TV on the Radio watch from their bedrooms as Williamsburg dissolves around them

Laura Sinagra

Published on November 05, 2003

In New York, the boom-catalyzed "Williamsburg scene" is old enough news that, just to change things up a bit, trend-spotters are eagerly reporting a recession-fueled artist return to Manhattan. Time has certainly confessed that the shimmering bare-shouldered glam of "electroclash" wasn't quite, uh, real. And as for the neighborhood's dripping-pipe industrial appeal, even garage-revival doyenne Karen O of the Yeah Yeah Yeahs has unapologetically decamped to bucolic Jersey. So there's some honey-roasted schadenfreude in the air for those who've curdled at the curatorial hipsters willfully photoshopping themselves into 1977, at the dotcom dandies and Lucky-mag lunchers cramming the Bedford Avenue L train.
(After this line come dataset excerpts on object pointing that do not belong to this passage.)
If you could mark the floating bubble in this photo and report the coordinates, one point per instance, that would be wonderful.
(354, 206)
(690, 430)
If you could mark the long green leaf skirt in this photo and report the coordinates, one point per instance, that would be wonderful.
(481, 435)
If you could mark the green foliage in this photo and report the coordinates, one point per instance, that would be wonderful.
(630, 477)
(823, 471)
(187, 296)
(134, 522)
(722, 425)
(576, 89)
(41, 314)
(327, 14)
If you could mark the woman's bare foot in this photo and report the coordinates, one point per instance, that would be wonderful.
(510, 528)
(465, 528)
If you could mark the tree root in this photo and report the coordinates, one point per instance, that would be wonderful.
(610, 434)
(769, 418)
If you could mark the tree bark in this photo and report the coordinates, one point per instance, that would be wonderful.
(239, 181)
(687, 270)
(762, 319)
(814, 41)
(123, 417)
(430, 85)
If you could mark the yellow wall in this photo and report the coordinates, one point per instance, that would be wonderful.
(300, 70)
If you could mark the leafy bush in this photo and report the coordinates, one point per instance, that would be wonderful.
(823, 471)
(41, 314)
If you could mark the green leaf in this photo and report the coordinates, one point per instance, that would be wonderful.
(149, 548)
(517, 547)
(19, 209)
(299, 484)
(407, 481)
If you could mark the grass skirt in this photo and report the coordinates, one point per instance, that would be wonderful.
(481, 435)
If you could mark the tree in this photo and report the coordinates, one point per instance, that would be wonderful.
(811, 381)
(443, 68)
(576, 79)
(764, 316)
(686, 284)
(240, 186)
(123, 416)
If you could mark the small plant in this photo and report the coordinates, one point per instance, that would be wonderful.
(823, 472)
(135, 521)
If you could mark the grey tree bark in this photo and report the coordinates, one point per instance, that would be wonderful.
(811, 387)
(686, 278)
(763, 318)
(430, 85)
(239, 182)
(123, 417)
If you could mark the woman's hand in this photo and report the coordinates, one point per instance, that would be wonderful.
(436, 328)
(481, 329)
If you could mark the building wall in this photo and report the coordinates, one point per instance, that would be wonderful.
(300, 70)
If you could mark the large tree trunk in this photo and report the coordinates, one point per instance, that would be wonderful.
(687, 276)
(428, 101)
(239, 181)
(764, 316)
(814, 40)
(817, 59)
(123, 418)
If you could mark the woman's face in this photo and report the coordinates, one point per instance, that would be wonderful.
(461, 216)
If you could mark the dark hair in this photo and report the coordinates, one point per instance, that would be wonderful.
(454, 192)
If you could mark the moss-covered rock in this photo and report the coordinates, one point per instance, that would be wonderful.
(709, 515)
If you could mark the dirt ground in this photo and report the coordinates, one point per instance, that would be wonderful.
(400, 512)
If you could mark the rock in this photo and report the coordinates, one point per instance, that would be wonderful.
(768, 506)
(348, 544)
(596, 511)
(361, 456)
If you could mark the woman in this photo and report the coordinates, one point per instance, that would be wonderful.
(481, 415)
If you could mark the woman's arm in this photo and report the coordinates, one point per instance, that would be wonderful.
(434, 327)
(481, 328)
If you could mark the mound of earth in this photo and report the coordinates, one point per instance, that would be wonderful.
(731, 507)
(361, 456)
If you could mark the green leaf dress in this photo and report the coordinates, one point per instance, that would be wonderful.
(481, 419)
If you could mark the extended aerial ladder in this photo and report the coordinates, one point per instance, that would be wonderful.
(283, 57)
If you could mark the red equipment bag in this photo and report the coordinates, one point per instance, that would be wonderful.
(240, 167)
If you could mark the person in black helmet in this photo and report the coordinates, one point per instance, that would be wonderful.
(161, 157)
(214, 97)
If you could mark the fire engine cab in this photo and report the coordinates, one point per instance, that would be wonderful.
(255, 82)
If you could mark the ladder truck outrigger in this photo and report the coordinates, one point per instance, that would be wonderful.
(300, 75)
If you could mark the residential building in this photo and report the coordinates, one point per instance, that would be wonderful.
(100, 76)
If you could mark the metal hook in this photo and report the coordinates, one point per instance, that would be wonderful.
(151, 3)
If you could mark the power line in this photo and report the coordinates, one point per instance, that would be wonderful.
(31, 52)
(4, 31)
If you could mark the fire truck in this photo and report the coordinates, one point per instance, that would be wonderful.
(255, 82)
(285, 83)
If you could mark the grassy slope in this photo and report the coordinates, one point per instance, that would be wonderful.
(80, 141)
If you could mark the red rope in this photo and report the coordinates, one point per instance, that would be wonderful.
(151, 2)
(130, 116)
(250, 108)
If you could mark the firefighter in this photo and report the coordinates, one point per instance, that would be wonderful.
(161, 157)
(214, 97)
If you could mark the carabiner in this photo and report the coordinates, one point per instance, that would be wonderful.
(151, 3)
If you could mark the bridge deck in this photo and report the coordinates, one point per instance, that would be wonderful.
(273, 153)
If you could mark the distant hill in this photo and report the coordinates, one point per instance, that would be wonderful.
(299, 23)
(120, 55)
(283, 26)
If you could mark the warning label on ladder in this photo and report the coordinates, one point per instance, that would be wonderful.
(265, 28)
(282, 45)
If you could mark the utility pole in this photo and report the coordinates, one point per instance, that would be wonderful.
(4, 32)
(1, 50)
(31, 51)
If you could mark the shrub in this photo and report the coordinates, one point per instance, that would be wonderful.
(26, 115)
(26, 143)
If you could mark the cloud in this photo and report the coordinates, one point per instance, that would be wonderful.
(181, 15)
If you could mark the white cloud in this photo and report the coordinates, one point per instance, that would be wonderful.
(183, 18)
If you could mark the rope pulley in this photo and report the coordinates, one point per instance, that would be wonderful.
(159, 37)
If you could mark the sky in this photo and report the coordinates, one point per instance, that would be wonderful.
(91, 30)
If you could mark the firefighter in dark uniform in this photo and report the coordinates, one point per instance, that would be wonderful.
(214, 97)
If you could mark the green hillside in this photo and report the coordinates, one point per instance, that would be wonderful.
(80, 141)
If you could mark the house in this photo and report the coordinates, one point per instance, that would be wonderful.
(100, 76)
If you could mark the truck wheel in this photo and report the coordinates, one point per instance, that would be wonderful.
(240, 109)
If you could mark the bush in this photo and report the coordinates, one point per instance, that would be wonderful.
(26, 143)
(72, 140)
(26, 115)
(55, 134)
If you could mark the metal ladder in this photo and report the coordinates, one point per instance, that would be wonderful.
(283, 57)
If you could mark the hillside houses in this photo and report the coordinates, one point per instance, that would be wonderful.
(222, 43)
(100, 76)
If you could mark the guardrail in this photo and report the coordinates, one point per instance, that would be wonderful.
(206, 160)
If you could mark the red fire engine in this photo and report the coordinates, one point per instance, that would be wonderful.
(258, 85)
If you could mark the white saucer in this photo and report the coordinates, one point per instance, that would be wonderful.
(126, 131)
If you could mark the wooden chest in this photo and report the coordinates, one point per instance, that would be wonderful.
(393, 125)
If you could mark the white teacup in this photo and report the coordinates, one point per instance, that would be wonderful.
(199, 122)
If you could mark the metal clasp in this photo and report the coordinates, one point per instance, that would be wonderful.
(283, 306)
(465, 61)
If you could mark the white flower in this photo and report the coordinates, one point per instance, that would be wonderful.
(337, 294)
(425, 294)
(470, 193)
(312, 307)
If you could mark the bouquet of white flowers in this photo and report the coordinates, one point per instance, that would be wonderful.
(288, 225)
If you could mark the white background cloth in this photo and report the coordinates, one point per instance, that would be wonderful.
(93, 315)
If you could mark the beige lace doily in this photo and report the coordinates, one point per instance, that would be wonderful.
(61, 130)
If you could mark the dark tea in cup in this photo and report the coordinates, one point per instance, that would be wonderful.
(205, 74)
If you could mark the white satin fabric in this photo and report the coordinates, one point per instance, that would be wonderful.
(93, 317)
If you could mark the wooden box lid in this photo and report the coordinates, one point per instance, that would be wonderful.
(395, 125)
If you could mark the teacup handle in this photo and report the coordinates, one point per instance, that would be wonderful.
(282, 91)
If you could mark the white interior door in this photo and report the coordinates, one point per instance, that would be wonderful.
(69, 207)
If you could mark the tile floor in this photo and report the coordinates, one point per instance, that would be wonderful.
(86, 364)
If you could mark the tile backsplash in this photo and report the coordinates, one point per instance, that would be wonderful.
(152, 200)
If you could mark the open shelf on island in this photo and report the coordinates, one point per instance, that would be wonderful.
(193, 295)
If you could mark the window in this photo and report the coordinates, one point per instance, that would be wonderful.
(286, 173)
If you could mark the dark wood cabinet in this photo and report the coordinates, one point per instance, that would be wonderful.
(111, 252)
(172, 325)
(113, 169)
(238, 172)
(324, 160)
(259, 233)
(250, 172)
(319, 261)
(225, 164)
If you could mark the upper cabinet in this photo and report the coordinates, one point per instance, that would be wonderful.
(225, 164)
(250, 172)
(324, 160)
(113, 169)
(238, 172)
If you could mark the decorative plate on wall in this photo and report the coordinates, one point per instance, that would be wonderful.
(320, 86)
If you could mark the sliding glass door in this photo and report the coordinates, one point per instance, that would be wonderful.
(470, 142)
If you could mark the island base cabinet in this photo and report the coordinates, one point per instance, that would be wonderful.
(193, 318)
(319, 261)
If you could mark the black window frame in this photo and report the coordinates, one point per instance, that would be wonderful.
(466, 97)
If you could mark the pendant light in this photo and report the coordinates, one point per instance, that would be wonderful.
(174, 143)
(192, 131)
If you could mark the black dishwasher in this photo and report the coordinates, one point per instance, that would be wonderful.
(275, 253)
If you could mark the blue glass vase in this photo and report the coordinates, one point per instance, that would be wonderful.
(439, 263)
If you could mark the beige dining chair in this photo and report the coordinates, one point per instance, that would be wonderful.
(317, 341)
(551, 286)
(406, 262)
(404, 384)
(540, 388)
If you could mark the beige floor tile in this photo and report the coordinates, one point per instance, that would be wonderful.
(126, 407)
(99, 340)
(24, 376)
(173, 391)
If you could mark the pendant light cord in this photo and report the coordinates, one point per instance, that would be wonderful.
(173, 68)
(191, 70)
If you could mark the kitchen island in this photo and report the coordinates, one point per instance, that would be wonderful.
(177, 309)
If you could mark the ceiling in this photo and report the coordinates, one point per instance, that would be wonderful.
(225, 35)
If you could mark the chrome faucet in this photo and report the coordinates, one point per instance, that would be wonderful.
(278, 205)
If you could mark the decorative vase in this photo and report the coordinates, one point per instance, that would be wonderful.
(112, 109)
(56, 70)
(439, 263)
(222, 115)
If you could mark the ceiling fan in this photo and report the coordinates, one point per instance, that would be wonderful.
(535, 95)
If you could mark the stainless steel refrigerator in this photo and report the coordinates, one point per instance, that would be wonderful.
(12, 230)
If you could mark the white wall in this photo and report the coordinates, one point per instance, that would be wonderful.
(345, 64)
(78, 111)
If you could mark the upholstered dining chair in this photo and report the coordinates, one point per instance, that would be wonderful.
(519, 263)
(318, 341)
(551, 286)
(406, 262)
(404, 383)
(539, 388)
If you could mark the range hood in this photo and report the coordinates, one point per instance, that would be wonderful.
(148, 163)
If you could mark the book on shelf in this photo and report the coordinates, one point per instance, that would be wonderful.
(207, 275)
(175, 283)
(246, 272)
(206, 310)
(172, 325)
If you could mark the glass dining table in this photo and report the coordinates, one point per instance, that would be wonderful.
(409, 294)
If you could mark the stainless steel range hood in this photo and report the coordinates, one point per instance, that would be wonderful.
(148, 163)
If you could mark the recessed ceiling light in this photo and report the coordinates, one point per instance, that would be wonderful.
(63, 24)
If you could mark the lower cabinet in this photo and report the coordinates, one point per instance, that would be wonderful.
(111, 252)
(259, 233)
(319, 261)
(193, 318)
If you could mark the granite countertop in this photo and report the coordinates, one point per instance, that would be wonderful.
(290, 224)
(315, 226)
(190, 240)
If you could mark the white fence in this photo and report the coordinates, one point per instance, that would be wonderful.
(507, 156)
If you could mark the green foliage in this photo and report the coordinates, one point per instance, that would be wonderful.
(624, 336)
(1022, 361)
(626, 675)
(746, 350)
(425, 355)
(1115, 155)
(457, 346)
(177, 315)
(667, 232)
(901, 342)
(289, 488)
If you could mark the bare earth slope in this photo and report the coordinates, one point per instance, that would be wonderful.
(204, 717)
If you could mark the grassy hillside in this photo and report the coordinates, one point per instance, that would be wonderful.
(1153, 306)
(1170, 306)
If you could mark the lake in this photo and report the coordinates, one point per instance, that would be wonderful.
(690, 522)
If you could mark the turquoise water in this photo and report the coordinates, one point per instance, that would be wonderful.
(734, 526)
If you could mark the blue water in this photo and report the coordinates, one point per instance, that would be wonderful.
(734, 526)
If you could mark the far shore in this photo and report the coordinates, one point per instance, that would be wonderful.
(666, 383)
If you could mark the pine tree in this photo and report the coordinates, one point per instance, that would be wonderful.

But whether or not you count yourself among that fill-in-the-blank generation or ever had the soles for Luxx, there's something about the soulful experimentation of Williamsburg band TV on the Radio that transcends subcultural poses. Their omnivorously bizarre EP Young Liars (Touch and Go) sounds different than the Vice-city careerism surrounding them. It's the sound of friends in quest of some primordial churn beneath the rock and rhythm so tidily configured in adjoining warehouses. And their offbeat anachronistic roots-twist--pulling more from Pere Ubu industrial field-holler and Peter Gabriel miasma than New Wave burp and Stooge blare--seems to bookmark our historical page for a minute and flip back to pre-Urban-Outfitted Williamsburg's starving-arts poetic.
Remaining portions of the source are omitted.